L’emballement des dépenses ne s’est pas arrêté là. Le 15 novembre 2021, Joe Biden a signé la loi sur l’investissement dans les infrastructures et l’emploi (Infrastructure Investment and Jobs Act), d’un montant de 1 000 milliards de dollars. Cette loi a été suivie de 737 milliards de dollars de nouvelles dépenses déficitaires pour le Green New Deal dans le mal nommé Inflation Reduction Act of 2022 (IRA) signé par Biden le 16 août 2022.

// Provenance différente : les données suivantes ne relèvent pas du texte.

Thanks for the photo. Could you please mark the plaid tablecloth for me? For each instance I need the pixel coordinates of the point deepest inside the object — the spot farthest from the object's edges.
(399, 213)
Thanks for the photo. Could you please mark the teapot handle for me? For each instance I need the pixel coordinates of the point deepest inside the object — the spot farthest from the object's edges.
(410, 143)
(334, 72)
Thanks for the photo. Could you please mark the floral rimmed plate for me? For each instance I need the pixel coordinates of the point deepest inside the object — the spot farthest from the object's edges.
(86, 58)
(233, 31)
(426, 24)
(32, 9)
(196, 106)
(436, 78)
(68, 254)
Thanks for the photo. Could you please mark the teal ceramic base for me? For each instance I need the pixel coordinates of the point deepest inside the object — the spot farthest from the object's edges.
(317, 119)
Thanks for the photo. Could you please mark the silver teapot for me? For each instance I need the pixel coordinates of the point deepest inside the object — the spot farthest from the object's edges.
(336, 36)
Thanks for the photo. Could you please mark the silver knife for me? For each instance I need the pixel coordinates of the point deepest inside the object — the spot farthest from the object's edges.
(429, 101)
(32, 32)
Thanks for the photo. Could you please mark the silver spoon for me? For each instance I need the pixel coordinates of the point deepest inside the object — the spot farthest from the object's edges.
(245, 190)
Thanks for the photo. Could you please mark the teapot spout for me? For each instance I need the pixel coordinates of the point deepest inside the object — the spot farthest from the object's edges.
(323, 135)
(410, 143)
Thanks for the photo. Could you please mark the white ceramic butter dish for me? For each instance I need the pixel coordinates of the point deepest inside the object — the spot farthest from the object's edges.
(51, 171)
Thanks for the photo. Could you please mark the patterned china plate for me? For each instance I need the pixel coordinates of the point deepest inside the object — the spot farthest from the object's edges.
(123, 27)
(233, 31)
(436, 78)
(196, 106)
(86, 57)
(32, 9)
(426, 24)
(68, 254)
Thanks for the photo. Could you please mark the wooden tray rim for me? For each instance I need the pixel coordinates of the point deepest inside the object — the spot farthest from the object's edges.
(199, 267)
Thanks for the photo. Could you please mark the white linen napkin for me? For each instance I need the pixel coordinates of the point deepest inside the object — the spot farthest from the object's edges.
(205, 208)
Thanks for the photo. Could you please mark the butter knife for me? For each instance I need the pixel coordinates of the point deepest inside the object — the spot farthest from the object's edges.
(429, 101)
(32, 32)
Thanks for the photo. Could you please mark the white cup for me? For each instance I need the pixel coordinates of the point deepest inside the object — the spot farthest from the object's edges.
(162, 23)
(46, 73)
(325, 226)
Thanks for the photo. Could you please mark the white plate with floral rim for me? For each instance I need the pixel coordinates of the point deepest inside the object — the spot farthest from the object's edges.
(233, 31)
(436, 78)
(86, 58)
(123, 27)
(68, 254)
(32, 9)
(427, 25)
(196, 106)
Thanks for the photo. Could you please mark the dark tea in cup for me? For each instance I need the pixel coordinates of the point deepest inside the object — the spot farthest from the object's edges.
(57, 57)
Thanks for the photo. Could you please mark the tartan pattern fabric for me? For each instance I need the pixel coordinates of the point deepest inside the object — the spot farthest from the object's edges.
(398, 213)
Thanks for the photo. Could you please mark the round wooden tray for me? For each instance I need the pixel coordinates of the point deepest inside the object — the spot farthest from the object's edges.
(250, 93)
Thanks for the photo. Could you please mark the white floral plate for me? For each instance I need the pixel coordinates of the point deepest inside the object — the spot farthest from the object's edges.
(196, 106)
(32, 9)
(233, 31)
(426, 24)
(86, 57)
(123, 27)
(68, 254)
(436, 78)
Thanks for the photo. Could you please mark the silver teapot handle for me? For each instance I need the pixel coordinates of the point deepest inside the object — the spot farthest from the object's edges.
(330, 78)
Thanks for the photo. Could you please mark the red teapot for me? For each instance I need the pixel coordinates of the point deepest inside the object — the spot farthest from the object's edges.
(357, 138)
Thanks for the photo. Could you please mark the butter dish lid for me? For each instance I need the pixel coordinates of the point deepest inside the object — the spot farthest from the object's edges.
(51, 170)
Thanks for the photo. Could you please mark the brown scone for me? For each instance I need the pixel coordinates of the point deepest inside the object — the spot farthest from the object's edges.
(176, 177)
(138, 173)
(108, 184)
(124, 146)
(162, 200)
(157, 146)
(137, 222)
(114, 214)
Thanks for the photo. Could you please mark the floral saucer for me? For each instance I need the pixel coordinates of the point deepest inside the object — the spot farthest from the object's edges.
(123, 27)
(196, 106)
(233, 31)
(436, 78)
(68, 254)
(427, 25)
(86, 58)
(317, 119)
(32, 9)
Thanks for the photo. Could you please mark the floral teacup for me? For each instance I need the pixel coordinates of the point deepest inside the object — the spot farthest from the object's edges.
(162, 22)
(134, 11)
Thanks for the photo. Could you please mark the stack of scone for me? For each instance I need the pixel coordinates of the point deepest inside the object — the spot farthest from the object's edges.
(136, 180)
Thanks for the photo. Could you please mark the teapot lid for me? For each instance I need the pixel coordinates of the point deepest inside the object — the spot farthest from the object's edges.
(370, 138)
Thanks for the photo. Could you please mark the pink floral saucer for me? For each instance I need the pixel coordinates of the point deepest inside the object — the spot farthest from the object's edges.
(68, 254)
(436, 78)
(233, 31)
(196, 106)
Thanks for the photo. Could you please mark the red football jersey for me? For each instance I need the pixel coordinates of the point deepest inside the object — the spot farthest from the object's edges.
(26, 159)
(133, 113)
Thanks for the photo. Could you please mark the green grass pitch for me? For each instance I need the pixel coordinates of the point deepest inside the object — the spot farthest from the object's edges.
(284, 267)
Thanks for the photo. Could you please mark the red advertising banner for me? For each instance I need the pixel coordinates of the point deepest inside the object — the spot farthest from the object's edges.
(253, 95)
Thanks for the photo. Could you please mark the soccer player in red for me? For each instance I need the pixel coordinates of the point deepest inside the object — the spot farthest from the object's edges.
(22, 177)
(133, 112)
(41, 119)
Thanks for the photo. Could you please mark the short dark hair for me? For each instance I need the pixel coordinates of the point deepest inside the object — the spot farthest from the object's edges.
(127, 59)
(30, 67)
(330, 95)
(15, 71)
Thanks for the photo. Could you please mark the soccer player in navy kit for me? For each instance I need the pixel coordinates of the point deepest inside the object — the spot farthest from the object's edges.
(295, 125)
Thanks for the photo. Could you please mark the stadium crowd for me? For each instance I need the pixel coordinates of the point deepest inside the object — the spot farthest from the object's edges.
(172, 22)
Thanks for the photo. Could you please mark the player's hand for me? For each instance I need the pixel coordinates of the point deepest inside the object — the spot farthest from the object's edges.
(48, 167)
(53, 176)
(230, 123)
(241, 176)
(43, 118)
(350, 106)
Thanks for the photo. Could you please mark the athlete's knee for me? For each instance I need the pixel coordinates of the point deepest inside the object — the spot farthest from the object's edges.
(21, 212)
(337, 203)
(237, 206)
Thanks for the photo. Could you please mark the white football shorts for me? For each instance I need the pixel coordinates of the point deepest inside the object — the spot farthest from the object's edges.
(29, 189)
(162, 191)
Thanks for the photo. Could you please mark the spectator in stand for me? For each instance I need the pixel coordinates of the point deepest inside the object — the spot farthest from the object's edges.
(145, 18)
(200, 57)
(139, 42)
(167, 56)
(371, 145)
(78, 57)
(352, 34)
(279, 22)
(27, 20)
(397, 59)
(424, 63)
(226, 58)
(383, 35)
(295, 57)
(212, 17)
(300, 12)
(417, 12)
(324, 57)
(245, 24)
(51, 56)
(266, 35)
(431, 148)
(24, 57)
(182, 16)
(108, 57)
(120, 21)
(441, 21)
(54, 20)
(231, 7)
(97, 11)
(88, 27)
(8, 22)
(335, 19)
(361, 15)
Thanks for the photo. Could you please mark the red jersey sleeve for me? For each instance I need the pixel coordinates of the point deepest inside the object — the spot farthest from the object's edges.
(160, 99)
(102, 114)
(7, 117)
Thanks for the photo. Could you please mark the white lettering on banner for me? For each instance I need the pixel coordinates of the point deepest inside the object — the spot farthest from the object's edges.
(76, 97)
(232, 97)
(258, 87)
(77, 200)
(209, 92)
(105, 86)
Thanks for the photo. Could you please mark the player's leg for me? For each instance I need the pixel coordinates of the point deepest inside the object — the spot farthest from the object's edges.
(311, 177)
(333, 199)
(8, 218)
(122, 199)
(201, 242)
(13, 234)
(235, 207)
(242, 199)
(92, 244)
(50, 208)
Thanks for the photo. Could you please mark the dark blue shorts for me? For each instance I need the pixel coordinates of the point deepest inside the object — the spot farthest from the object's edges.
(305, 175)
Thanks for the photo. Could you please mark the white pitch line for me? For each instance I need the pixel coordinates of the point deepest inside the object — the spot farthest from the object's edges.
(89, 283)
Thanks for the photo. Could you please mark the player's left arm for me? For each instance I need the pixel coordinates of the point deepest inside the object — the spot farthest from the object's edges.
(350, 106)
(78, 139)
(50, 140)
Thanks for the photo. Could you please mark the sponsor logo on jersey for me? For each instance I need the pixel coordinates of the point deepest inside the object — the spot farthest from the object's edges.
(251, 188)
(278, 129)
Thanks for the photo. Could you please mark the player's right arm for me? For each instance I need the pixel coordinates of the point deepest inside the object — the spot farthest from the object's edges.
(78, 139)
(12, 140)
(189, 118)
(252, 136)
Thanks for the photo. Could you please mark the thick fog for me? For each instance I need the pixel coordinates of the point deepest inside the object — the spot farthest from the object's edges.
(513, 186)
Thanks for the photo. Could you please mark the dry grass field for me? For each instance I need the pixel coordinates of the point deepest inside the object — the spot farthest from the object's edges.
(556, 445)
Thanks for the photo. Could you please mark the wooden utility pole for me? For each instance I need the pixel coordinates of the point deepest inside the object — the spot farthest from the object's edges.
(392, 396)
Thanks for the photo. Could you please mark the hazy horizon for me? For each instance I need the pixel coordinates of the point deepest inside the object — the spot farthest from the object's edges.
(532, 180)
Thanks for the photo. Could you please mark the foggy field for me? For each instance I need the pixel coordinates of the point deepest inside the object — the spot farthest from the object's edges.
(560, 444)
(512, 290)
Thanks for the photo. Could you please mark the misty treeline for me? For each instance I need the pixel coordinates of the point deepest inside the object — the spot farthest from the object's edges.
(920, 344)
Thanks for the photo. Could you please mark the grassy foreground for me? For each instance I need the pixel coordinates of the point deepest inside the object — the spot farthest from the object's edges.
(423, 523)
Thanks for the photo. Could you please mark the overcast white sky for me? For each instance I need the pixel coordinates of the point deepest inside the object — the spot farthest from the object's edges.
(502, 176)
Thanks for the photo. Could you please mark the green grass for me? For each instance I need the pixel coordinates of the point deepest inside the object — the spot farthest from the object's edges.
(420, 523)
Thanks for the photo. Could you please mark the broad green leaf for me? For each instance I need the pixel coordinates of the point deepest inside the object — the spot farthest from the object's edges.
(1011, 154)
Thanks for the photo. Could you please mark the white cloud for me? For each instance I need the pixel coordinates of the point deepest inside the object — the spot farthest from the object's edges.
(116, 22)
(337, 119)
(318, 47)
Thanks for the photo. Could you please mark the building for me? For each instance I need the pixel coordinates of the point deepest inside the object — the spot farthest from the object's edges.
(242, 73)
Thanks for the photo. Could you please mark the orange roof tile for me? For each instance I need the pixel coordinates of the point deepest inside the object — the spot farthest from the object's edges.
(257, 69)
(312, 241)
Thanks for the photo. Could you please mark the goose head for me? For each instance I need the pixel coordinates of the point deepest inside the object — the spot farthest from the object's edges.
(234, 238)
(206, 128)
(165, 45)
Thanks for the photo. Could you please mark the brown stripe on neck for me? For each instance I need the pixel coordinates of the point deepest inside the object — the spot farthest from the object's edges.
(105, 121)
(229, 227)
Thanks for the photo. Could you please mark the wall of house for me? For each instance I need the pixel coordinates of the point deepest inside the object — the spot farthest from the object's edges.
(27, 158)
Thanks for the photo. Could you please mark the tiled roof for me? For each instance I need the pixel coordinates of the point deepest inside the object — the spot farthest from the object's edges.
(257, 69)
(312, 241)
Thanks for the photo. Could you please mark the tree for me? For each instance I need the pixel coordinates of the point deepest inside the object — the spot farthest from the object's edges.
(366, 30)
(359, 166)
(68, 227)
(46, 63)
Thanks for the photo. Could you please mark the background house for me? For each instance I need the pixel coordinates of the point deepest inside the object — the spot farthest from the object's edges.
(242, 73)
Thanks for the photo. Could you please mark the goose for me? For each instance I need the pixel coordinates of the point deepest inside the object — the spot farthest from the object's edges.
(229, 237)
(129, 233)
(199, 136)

Le ratio dette-PIB des États-Unis est passé d’un niveau dangereusement élevé de 106 % au début de l’administration Trump à un niveau astronomique de 124 % environ aujourd’hui, le plus élevé de l’histoire des États-Unis.
À titre de comparaison, les autres pays dont le ratio dette/PIB se situe dans cette fourchette sont le Liban, la Grèce et l’Italie. Les États-Unis sont désormais un membre à part entière du club des endettés.
Cette débâcle de la dette et du déficit signifie-t-elle que la TMM a atteint ses objectifs et qu’elle est désormais la référence en matière de politique fiscale et monétaire ?
La réponse est : oui et non.
C’est plus compliqué que cela.
La réponse « oui » est facile à expliquer. La TMM affirme que les dépenses et les déficits n’ont pas d’importance. Les États-Unis peuvent émettre autant de dette qu’ils le souhaitent et dépenser autant d’argent qu’ils le veulent.
Tant que la dette est libellée en dollars et que la Fed dispose d’une presse à imprimer en dollars américains, nous pouvons toujours monétiser la dette avec de l’argent frais. Le problème est résolu.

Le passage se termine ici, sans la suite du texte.